Natural England’s director for wildlife licensing and enforcement, Dave Slater, told Byline Times: “We are committed to tackling the illegal persecution of wildlife. Raptor persecution is a national wildlife crime priority and, for species such as the hen harrier, illegal persecution on land managed for grouse shooting remains the main threat to their recovery.”
He added that Natural England had recently agreed to second a senior member of staff to the National Wildlife Crime Unit to identify improvements in how to prevent, identify, and take effective enforcement action in relation to, raptor persecution incidents. The new role will boost the team specialising to wildlife crime in the UK to nine.
Dr Mark Avery, a former director of conservation at the Royal Society for the Protection of Birds (RSPB) and author of Inglorious – Conflict in the Uplands, highlights the contrast between the Scottish and Westminster Governments on wildlife crime.
“Scottish ministers have been vocal and active on the subject – higher fines, vicarious liability, bigger sanctions and now the commitment to license grouse shooting, the source of much illegal persecution of golden eagles, hen harriers and peregrine falcons,” he said. “But the Westminster Government refuses to acknowledge there is a problem and doesn’t act. It’s as though DEFRA is scared of the shooting community – or is it because these are their mates?
“Labour has committed to introduce licensing of grouse shooting were it to form the Government in England. There is clearly a deep political divide on this issue, with the Conservatives sitting idly by in the face of criminality and the left of politics being much more active. Whatever happened to the party of law and order?”
Charlie Moores, a wildlife campaigner and coordinator of The War of Wildlife Project, believes that the obvious factor to explain the lack of action is that big estates are owned by establishment figures and so there is “many a blind eye being turned”.
“Part of the problem is the law, especially the evidence bar being set so high, that makes prosecution almost impossible,” he told Byline Times. “I’ve always got the impression from people working on the ground that gamekeepers have felt invulnerable anyway, protected by lobbyist groups.
“But there is no doubt that things are changing. The story is shifting more and more towards the potential for moorlands to store carbon or to work as investments for businesses to move towards carbon net zero. I am becoming convinced that industry and climate change will bring down grouse shooting.”
Recent research by the University of Leeds concluded that burning grouse moors – to create a mosaic of nutritious young shoots for the grouse to eat – degrades peatland habitat, releases greenhouse gases, reduces biodiversity, and increases the risk of flooding. Last January, The Committee on Climate Change – the independent, statutory body established to advise the Government on building a low-carbon economy – produced a report recommending a complete ban on the burning of grouse moors.
Max Wiszniewski, campaign manager for Revive, the coalition for grouse moor reform in Scotland, agrees with Moores.

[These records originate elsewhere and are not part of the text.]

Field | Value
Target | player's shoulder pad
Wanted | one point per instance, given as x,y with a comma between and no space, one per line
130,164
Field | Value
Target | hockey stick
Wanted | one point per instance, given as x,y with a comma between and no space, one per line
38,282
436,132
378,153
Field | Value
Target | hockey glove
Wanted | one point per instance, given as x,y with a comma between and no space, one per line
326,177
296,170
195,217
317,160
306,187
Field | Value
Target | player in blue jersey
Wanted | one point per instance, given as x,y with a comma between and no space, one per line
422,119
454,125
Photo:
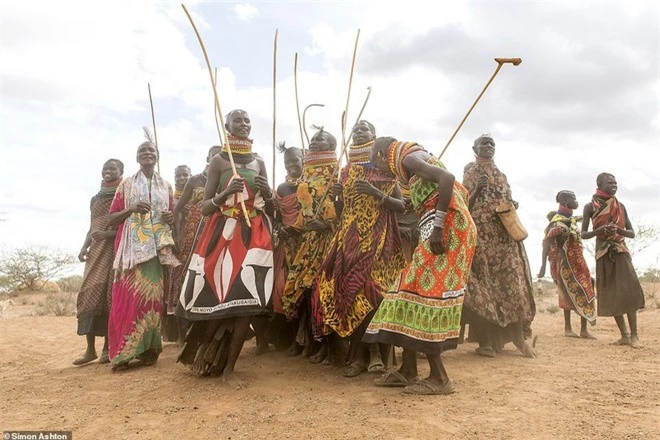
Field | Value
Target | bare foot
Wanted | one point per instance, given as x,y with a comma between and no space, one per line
261,349
104,357
625,340
320,355
86,358
295,350
586,335
528,351
485,351
233,381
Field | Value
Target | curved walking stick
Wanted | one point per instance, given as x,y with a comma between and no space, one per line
304,114
224,137
500,62
295,85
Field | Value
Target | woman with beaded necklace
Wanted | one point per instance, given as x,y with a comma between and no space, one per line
97,253
365,256
229,277
424,313
316,222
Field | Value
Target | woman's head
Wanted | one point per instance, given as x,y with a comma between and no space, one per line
484,146
606,182
322,141
567,198
238,123
212,152
292,160
363,132
181,175
113,169
380,153
147,154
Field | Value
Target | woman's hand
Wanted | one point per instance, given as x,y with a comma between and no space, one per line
541,272
237,185
167,217
336,190
141,207
317,225
436,241
262,185
82,256
366,188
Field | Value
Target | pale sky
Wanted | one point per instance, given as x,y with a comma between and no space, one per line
74,76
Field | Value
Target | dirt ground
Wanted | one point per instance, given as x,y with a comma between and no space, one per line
576,389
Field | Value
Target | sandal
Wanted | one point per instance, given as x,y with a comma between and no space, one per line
354,369
427,388
393,379
485,352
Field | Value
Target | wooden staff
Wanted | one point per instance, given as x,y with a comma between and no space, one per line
348,98
274,101
295,85
350,137
305,113
344,149
500,62
224,137
153,121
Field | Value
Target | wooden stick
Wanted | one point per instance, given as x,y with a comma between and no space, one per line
153,120
295,85
348,96
500,62
274,102
344,149
304,114
219,109
350,137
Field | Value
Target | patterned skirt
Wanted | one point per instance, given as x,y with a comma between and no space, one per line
424,314
134,324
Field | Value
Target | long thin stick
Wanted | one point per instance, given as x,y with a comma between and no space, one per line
274,101
327,190
350,137
500,62
225,138
153,120
348,96
295,85
304,117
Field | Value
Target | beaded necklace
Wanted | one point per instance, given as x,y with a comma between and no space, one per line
360,154
239,146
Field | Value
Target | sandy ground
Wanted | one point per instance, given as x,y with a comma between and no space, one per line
576,389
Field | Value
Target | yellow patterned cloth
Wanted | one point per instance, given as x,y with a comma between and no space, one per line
364,260
317,176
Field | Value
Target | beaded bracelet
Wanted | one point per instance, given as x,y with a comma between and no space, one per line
383,198
439,221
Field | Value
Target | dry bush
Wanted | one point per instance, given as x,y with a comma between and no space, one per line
58,304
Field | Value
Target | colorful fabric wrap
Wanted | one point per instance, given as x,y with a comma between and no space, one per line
607,209
239,146
145,236
108,188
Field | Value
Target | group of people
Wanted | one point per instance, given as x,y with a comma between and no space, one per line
335,265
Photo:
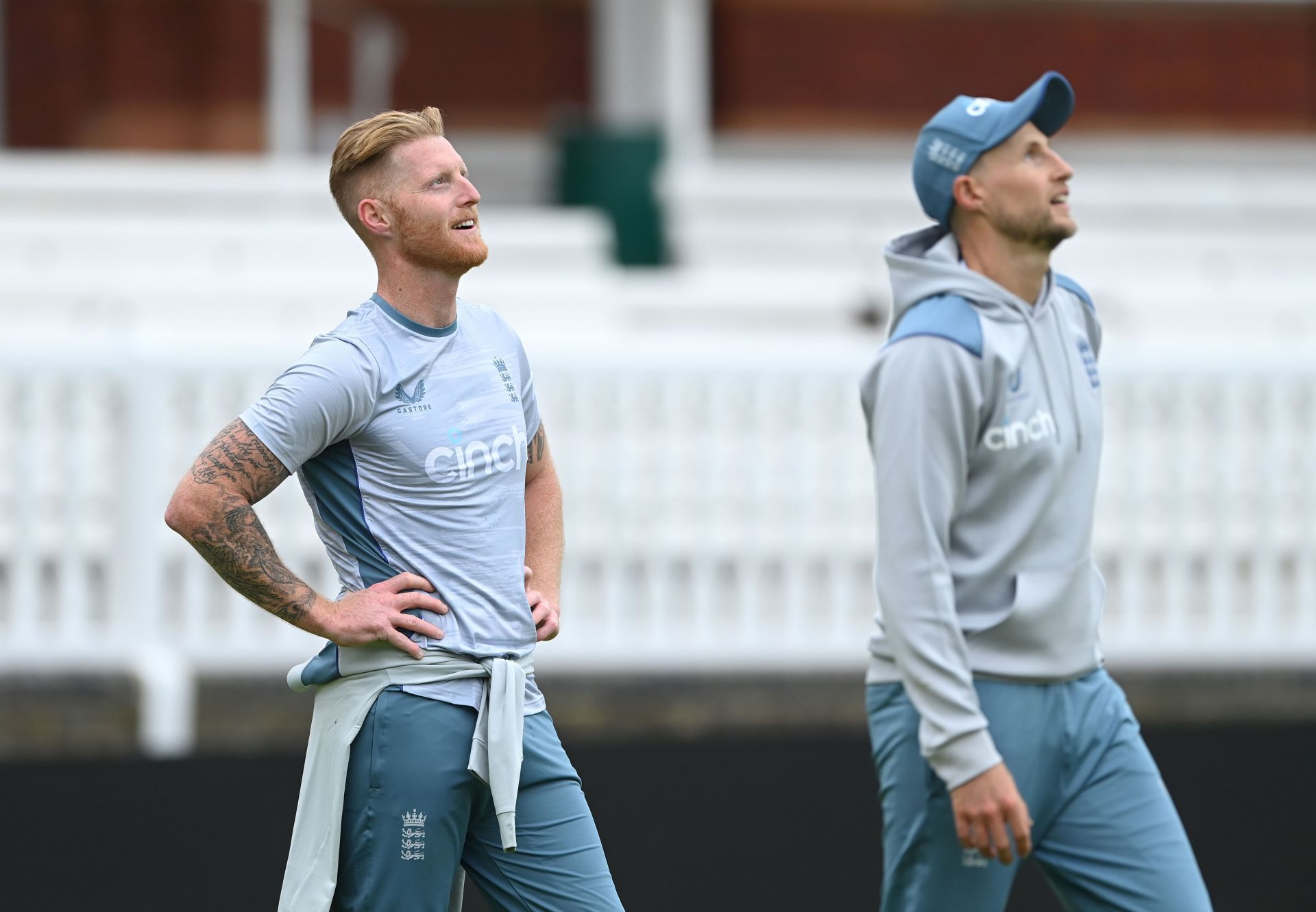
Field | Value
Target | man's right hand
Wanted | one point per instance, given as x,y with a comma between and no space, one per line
984,807
376,613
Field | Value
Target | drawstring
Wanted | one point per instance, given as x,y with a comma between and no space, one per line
1069,370
1047,378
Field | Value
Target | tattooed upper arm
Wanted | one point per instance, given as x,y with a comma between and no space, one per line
239,463
536,453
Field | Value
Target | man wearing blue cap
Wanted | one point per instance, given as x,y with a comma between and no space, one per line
990,713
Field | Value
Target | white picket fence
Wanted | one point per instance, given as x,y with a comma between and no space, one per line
719,514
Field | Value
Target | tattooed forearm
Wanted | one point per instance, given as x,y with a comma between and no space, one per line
535,449
241,552
212,511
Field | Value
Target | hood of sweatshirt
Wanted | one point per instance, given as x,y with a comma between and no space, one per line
927,262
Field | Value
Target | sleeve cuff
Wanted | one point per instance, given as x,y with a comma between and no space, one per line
965,759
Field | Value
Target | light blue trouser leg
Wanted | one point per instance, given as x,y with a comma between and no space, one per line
1114,843
924,866
1106,832
410,756
559,863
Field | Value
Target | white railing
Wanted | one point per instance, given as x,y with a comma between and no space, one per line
719,514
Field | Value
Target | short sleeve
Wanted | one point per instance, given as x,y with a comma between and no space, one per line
328,395
528,402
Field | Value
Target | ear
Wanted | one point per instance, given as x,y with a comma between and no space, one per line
968,193
376,217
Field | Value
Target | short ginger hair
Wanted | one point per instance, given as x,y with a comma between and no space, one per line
361,156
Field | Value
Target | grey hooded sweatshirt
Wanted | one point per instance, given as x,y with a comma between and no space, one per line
985,421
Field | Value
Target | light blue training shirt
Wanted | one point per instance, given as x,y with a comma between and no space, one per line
411,447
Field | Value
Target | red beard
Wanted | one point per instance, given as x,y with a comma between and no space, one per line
435,247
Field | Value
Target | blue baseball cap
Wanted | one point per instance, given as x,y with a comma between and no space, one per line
952,141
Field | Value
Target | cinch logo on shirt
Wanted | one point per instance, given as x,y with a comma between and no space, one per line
1018,433
459,463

“In the year Scotland hosts COP26, the grouse shooting lobby still wish to keep huge swathes of the country in an impoverished state that contributes to climate change,” he said. “Grouse moors, burned and unburned, are less diverse, are less biologically productive and provide fewer ecosystem services than the woodlands, scrub and peat-forming bogs that could replace them – if given the chance.

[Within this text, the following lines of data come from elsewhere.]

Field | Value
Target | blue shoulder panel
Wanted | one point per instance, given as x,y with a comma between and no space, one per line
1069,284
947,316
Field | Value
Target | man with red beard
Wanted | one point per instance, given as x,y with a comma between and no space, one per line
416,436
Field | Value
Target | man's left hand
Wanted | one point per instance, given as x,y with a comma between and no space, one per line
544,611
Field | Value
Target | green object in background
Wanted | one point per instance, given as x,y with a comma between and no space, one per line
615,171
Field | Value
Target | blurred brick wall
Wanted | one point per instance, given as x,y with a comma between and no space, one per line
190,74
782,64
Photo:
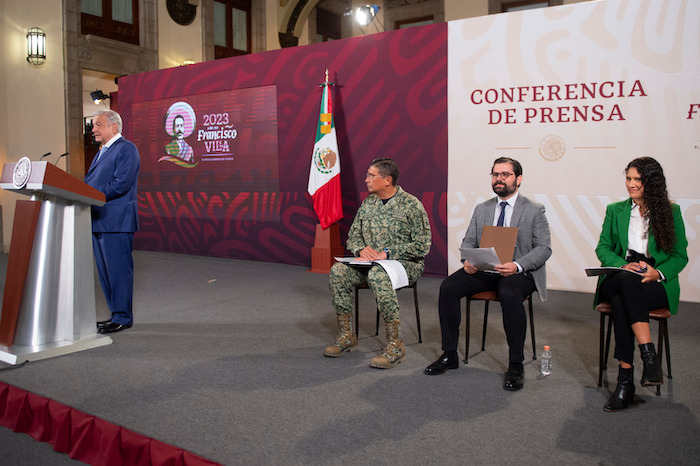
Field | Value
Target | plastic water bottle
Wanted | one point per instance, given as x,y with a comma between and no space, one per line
546,361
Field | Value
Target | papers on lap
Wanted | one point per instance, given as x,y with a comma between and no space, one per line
595,271
496,247
393,268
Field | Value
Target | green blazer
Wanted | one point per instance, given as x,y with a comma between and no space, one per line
612,248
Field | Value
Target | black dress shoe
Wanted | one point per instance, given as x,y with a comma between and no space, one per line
515,378
652,374
113,327
624,392
102,323
446,361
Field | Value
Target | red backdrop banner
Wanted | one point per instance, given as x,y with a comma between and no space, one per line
390,100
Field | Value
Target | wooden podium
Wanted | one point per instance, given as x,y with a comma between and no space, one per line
326,246
48,305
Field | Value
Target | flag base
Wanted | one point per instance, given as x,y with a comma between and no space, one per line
326,246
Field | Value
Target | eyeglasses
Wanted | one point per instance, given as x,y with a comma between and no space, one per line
502,175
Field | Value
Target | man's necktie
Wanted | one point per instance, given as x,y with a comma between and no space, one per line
99,154
502,217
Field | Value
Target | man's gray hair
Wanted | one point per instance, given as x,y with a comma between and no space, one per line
112,117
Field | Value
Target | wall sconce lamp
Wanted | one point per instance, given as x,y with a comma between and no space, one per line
364,16
98,96
36,46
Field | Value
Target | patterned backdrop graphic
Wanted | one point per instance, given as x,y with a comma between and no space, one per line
390,99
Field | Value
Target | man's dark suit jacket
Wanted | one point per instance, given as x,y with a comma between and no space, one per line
115,174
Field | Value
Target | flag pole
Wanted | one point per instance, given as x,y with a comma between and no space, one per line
327,241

“A widescale transition away from driven grouse shooting – the most intensive form of the ‘sport’ – towards multiple sustainable land uses would make a real contribution to tackling the climate emergency and our catastrophic loss of biodiversity.”
The Department for Environment, Food and Rural Affairs told Byline Times that the Government has no plans to conduct a review of the management of grouse moors in England.